Пожалуй, сейчас я романтизирую. То есть в минуты реалистического скепсиса я абсолютно уверен, что романтизирую, в другое время уверенности меньше. Сейчас, по прошествии времени, рисунок нашей игры напоминает мне замысловатую петельчатую спирограмму. Я ловил пасы Брекина и после каждого смещался на определенный угол – вот я повернулся на десять градусов к стартовой позиции, потом на пятнадцать, потом на двадцать, потом на тридцать и, наконец, на девяносто.

Походка каждого человека индивидуальна и узнаваема не меньше, чем отпечатки пальцев. Себастьян ходит прямо, неторопливо, размеренно – каждый шаг такой же твердый, как предыдущий. Разумеется, я помнил его мускулистые плечи и горделивую посадку головы. Я помнил, что при ходьбе большой палец правой руки он держит близко к ладони, отчего кажется, что правая рука сжата в кулак, а левая расслаблена.

И вот я увидел его, но против света.
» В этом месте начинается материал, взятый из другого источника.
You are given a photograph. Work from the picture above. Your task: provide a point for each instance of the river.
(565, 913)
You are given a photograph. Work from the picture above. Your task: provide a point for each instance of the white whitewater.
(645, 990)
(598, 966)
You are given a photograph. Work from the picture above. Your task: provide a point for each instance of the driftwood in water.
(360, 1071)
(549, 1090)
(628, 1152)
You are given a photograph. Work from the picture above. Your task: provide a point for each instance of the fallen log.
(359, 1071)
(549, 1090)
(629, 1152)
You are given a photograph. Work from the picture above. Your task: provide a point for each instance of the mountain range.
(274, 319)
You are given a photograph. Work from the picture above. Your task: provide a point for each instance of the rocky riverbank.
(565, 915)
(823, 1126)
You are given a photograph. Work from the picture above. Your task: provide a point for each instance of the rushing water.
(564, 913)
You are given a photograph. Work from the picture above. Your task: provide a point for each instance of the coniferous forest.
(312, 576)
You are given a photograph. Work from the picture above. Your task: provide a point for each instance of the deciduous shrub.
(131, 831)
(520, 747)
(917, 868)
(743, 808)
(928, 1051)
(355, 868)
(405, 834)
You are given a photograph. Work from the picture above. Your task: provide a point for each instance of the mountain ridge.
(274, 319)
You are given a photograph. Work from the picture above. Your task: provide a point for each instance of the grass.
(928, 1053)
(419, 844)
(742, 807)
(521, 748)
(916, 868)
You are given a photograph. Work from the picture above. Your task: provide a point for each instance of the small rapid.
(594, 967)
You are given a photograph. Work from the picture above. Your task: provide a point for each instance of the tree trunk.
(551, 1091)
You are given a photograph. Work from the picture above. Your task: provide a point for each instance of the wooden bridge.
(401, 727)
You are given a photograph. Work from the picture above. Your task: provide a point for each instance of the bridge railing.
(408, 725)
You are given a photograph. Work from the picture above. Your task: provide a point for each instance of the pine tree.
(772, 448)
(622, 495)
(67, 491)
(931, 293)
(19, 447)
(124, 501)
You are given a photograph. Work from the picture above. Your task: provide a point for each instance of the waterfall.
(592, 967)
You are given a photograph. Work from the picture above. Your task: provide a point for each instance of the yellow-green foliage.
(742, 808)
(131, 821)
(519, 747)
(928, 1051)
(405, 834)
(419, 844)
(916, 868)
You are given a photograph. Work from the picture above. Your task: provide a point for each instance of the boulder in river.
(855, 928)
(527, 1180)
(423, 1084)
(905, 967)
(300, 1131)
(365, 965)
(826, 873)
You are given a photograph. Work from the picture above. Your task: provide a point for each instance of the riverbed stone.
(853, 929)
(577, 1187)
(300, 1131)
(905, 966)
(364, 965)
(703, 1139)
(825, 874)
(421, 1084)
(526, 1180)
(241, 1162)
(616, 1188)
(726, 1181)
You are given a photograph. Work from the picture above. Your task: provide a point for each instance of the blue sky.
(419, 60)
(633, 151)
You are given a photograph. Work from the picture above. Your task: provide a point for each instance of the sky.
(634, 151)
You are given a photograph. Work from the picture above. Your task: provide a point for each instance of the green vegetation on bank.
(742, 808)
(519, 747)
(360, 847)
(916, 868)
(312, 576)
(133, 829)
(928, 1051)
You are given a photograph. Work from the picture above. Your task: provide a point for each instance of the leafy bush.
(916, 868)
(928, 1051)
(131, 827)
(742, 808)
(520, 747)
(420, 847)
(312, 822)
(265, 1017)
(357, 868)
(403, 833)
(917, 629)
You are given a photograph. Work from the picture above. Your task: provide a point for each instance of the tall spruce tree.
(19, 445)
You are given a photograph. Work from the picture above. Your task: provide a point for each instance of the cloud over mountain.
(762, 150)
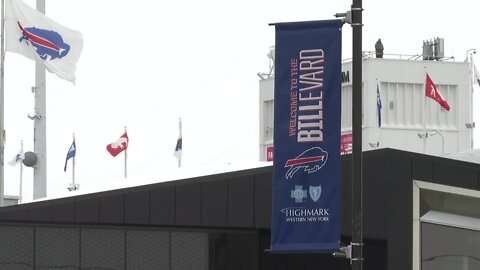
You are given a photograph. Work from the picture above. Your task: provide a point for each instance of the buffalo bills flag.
(33, 35)
(306, 163)
(178, 147)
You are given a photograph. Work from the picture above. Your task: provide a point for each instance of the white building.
(409, 120)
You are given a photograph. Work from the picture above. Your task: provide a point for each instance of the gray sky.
(146, 63)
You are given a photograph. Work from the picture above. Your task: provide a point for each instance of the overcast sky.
(146, 63)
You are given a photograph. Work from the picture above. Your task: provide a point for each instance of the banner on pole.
(306, 177)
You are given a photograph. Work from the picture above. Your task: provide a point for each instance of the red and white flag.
(432, 92)
(117, 147)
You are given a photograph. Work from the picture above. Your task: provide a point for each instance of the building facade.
(409, 120)
(420, 212)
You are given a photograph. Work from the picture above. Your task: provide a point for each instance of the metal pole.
(357, 201)
(21, 174)
(125, 176)
(73, 163)
(2, 106)
(40, 126)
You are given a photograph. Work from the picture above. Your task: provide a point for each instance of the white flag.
(178, 146)
(31, 34)
(18, 157)
(477, 75)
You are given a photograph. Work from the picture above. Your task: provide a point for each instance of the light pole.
(469, 55)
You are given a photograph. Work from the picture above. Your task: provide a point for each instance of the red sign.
(270, 153)
(346, 141)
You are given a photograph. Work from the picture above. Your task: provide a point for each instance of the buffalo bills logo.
(48, 44)
(310, 161)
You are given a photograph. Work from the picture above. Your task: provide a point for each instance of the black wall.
(242, 200)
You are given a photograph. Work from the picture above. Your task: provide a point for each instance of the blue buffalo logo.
(48, 44)
(311, 160)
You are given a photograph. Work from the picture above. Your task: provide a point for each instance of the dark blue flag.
(306, 177)
(70, 154)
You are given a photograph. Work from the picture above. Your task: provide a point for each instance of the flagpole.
(125, 167)
(180, 133)
(73, 164)
(21, 174)
(424, 135)
(2, 106)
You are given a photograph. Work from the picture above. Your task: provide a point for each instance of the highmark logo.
(302, 214)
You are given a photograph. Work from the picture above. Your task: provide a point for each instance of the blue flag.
(70, 154)
(306, 175)
(379, 107)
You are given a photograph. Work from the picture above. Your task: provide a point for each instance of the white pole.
(126, 155)
(2, 106)
(40, 126)
(471, 82)
(425, 134)
(21, 175)
(73, 163)
(180, 137)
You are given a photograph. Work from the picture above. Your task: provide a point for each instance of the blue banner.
(306, 176)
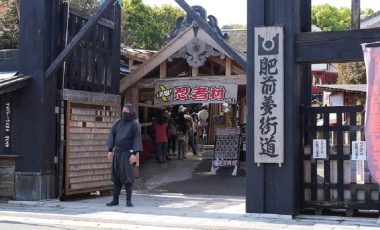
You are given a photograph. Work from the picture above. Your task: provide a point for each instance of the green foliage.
(352, 73)
(9, 25)
(233, 26)
(364, 13)
(329, 18)
(144, 27)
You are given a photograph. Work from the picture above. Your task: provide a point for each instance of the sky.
(235, 12)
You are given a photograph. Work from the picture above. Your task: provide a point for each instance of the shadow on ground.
(200, 180)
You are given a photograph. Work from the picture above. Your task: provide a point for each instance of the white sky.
(235, 11)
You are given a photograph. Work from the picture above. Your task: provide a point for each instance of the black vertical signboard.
(7, 125)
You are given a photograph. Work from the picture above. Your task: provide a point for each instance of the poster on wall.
(226, 150)
(269, 95)
(371, 53)
(172, 92)
(7, 124)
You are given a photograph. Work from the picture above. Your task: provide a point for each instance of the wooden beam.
(132, 96)
(151, 106)
(86, 29)
(213, 34)
(172, 47)
(130, 64)
(228, 66)
(82, 14)
(221, 62)
(333, 46)
(235, 79)
(146, 96)
(194, 71)
(163, 70)
(146, 124)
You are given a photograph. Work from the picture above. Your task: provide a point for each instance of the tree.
(9, 25)
(145, 27)
(330, 18)
(352, 73)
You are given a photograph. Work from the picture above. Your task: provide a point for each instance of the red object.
(322, 77)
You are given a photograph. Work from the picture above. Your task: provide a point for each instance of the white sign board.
(177, 91)
(319, 149)
(359, 151)
(269, 95)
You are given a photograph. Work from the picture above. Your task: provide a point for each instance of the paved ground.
(175, 195)
(192, 176)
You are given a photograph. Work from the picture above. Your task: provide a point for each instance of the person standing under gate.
(125, 139)
(160, 126)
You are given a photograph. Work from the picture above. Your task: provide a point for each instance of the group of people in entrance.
(124, 142)
(181, 129)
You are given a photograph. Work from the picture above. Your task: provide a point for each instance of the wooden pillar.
(194, 71)
(132, 96)
(355, 14)
(130, 64)
(228, 66)
(269, 187)
(163, 70)
(36, 131)
(214, 109)
(242, 111)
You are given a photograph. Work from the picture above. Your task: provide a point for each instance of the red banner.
(372, 116)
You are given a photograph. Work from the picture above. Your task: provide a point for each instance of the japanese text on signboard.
(7, 126)
(269, 95)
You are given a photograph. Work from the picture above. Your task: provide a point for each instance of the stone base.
(34, 186)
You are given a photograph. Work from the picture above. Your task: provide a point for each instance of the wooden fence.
(332, 183)
(87, 167)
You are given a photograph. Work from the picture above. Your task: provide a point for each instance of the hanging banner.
(359, 152)
(171, 92)
(319, 149)
(371, 54)
(269, 95)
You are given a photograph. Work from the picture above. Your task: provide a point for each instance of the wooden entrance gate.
(332, 182)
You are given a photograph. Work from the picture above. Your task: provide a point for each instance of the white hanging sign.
(319, 149)
(359, 151)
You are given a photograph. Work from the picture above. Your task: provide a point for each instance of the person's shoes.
(114, 202)
(129, 203)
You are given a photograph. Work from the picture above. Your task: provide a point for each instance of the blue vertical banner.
(120, 2)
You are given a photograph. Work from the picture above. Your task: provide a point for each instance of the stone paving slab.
(168, 211)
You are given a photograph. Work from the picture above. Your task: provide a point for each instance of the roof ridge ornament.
(181, 24)
(196, 52)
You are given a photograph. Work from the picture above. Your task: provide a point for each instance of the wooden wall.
(87, 126)
(7, 175)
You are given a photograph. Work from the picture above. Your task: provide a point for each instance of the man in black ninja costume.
(125, 139)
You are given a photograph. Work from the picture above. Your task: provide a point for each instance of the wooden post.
(214, 109)
(242, 111)
(194, 71)
(132, 96)
(34, 176)
(274, 188)
(163, 70)
(228, 66)
(355, 14)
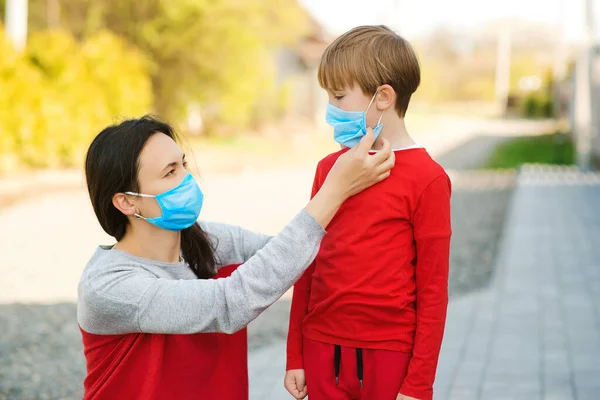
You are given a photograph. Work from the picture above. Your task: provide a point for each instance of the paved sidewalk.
(535, 332)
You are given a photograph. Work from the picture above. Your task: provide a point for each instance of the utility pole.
(503, 67)
(584, 129)
(559, 68)
(16, 22)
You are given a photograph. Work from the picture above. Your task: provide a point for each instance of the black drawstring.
(359, 365)
(337, 358)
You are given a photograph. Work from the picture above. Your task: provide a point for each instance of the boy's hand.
(295, 383)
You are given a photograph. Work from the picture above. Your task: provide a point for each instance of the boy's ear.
(386, 97)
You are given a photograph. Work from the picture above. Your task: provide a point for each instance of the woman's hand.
(353, 172)
(357, 170)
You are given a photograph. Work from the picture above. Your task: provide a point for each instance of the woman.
(147, 302)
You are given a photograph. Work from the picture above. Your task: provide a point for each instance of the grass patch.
(555, 149)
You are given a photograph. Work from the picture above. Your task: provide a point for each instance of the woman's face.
(162, 166)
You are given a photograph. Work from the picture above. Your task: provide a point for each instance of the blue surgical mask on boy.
(180, 206)
(350, 126)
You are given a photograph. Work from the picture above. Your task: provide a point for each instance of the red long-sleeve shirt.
(380, 280)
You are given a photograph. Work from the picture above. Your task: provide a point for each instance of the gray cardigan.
(120, 293)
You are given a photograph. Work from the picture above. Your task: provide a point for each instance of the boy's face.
(353, 99)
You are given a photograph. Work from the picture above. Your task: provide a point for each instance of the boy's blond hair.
(371, 56)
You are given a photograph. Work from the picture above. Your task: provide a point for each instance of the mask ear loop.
(371, 103)
(138, 216)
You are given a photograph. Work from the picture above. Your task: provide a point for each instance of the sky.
(413, 18)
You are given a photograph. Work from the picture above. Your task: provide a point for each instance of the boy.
(368, 316)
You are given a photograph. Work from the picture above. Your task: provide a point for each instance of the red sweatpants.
(383, 372)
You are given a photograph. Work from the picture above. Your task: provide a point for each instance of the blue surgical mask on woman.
(350, 126)
(180, 206)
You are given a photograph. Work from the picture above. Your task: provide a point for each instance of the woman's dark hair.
(111, 166)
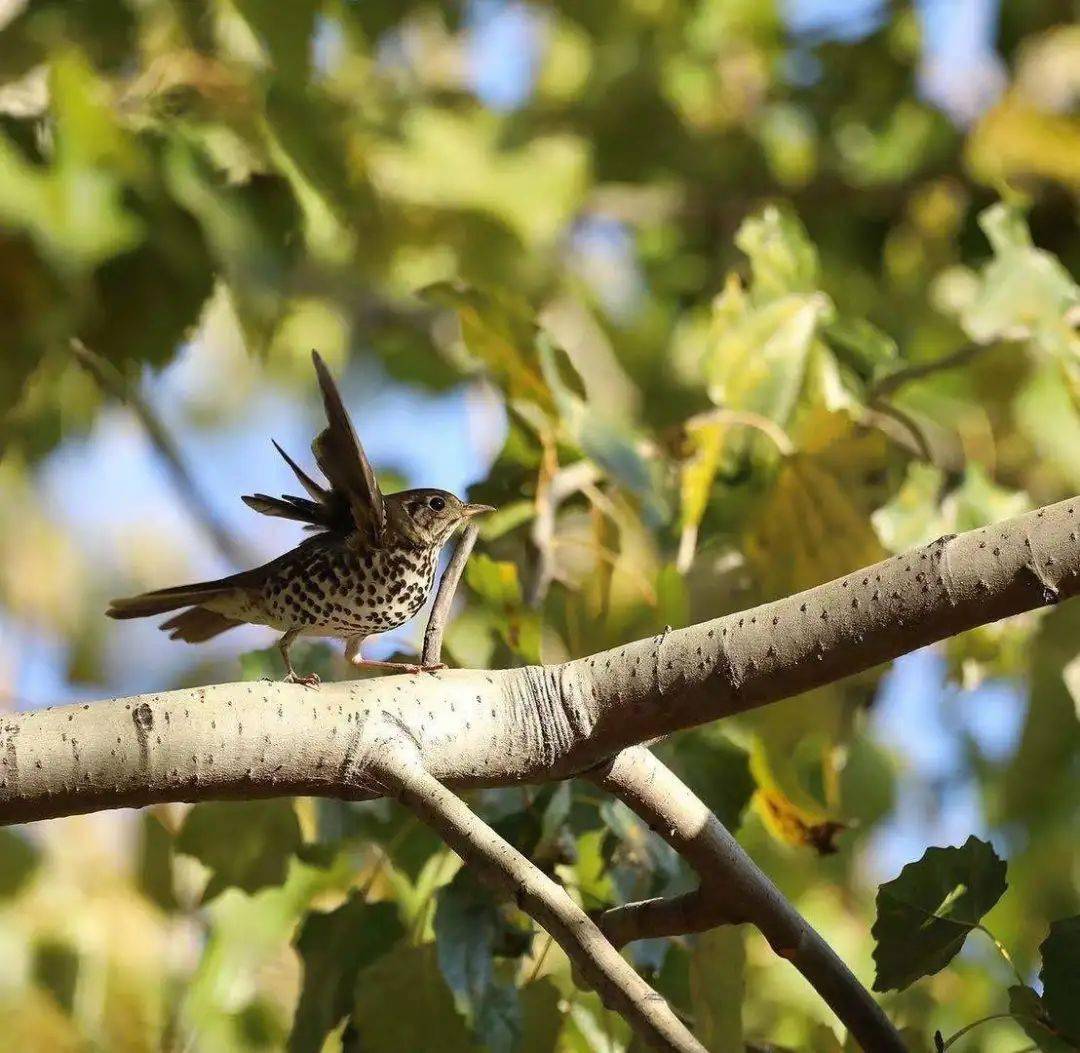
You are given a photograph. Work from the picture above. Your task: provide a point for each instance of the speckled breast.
(341, 592)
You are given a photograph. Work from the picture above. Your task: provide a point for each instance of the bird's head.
(427, 518)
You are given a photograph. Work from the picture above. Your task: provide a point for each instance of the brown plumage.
(368, 567)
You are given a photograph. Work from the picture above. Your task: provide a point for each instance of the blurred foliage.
(756, 313)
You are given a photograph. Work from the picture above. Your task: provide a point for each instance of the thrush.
(367, 568)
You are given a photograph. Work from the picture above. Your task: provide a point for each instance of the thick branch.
(732, 889)
(532, 724)
(621, 988)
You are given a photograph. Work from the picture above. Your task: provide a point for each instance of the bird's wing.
(341, 458)
(323, 510)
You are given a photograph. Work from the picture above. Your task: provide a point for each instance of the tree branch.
(621, 988)
(891, 382)
(732, 890)
(444, 598)
(477, 728)
(535, 724)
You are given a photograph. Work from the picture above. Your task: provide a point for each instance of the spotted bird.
(368, 567)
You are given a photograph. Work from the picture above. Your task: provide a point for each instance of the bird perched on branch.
(368, 567)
Лицо не разглядишь, но он шел ко мне, и я оценивал походку.

Брекин отдал пас – мои внимательные, изумленно вытаращенные глаза ослепило солнце, и фрисби пролетела мимо.

Когда яркое световое пятно перестало мешать, я снова глянул Брекину за спину. Шедший приблизился, только это был не Себастьян. Кто-то с отличной осанкой, гордо поднятым подбородком и правой рукой, словно сжатой в кулак. Кто очень похожий, но не он.